There are good questions and there are not-so-good questions. Well, more accurately, there are good and not-so-good ways to ask questions (because, as they say, there are no bad questions).
Asking questions during training or orientation is a common thing and I’ve heard good and not-so-good ways of asking questions in both. We’ve all heard questions such as, “Why do we always have to…” or, “I really hate it when I try to do this and that happens…” The approach and tone of questions put this way can immediately put the trainer on the defense as they first are asked to explain the rationale behind a behavior that’s disagreeable.
While it’s all well and good to vent what’s unproductive or irritating, during the session is not the time and place to do it. Everyone must either sit through the complaint and tolerate it being asked, or join in and jump on the question’s bandwagon. Neither bring a quick response to the question. (This is not to say that complaints and negative feedback aren’t to be given, they absolutely should be! But usually, unless it’s one of the relatively rare moments when everyone in the room says, “That’s right!” when a complaint is made in a session, not-so-good questions are a diversion.)
Nothing stops a good training pace like someone taking a personal agenda and poses it to the trainer. “Why do I have to go through three screens to order a lab, gosh what a pain,” puts the trainer on the defense and does nothing for the others in the room that want to learn the way to get to the lab order screen and get back to their regular work.
Maybe a better way to ask that same question, would be something like, “Is there a shortcut or favorite key that I can create that will let me order a lab with one click?” This brings the conversation to productive discovery quicker than going through the mire of the complaint.
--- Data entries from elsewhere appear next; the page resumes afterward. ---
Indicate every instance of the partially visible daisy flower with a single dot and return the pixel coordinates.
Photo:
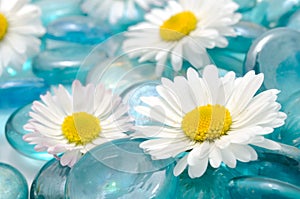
(114, 10)
(184, 29)
(73, 125)
(211, 119)
(20, 27)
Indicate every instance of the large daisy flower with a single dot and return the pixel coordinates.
(20, 27)
(184, 29)
(73, 125)
(114, 10)
(209, 120)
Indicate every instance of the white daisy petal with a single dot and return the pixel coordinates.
(203, 24)
(180, 166)
(216, 137)
(198, 170)
(22, 28)
(74, 124)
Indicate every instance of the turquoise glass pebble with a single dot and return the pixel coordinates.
(14, 133)
(77, 29)
(246, 32)
(272, 13)
(12, 183)
(50, 181)
(276, 53)
(294, 21)
(120, 169)
(61, 65)
(245, 5)
(16, 92)
(52, 10)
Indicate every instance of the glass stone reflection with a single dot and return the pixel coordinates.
(12, 183)
(120, 169)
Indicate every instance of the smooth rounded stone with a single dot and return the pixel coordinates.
(276, 53)
(261, 187)
(133, 99)
(16, 92)
(78, 29)
(247, 32)
(211, 185)
(14, 133)
(61, 65)
(294, 21)
(12, 183)
(245, 5)
(272, 13)
(50, 181)
(120, 169)
(285, 163)
(227, 60)
(58, 9)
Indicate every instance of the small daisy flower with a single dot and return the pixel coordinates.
(20, 27)
(114, 10)
(209, 120)
(184, 29)
(73, 125)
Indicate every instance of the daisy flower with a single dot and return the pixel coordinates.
(20, 27)
(183, 29)
(73, 125)
(114, 10)
(209, 120)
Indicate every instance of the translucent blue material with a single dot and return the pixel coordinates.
(120, 169)
(294, 21)
(246, 33)
(14, 133)
(277, 54)
(245, 5)
(275, 173)
(50, 181)
(272, 13)
(261, 187)
(16, 92)
(228, 60)
(12, 183)
(77, 29)
(54, 10)
(211, 185)
(60, 65)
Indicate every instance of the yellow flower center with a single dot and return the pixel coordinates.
(3, 26)
(178, 26)
(81, 128)
(206, 123)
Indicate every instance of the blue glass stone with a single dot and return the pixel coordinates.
(228, 60)
(120, 169)
(14, 133)
(294, 21)
(60, 65)
(12, 183)
(50, 181)
(247, 32)
(272, 13)
(20, 91)
(77, 29)
(261, 187)
(277, 54)
(54, 10)
(211, 185)
(245, 5)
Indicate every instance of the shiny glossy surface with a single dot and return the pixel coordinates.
(50, 181)
(120, 169)
(13, 185)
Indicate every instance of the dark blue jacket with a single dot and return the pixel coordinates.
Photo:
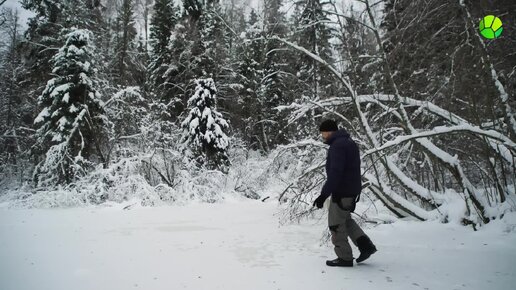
(342, 167)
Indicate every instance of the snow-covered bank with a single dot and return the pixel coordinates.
(238, 245)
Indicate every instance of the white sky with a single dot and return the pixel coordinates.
(24, 14)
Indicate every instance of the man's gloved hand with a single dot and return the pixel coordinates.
(319, 202)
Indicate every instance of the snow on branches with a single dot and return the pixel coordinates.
(71, 109)
(204, 127)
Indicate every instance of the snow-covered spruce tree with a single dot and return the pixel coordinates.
(204, 127)
(71, 116)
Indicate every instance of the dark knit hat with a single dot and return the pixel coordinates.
(328, 126)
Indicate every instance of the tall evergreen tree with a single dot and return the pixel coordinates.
(204, 127)
(314, 33)
(277, 71)
(125, 44)
(70, 121)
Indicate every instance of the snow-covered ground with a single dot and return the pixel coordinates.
(238, 245)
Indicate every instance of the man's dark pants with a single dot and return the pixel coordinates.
(343, 226)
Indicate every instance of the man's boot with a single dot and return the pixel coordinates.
(366, 248)
(339, 263)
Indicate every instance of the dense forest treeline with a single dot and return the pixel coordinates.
(173, 87)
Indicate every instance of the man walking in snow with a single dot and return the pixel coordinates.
(343, 184)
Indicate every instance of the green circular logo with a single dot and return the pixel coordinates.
(490, 27)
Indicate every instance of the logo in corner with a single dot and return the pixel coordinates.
(490, 27)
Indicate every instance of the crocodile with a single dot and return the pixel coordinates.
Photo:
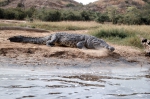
(66, 39)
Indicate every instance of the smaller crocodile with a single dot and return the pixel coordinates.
(66, 39)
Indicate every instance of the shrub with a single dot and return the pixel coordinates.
(119, 33)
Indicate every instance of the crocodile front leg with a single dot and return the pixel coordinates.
(80, 44)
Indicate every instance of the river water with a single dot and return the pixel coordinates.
(76, 79)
It shows cooperation and a desire to find a better way of doing things.
Another way of asking a good question is to frame it in a way that empowers your expertise. In other words, “What can I do or who can I talk to to have less numbers of screens in order to print” is not only giving a better tone than, “We waste so much time going through the print screens, it takes a lot of time away from seeing patients” it also points a way to possible improvement. And it’s a subtle invitation to others in the room to join in on the improvement if one’s available.
Asking with positive action empowers your expertise as it reaches out to the trainer, who’s usually from IT, and seeks to make a connection between departments. It also helps with your connections within the company. Nothing like the nurse who everybody remembers when she made that searing complaint in training that had everybody rolling their eyes.
As training sessions are pretty much a requirement throughout our careers, using good ways to ask questions is a great tool. As Jennifer Thew, RN, MSJ, says in her recent article, “The ‘Us’ vs ‘Them’ Mentality is Toxic for EMR Adoption,” asking your question in a “How can I do this better” frame empowers you in a variety of situations and will always lead to a more productive end.
As we step through the adoption of the EMR and patience is sometimes wearing thin, it’s easier to get through to the other side by going together with an attitude of cooperation and willingness to help.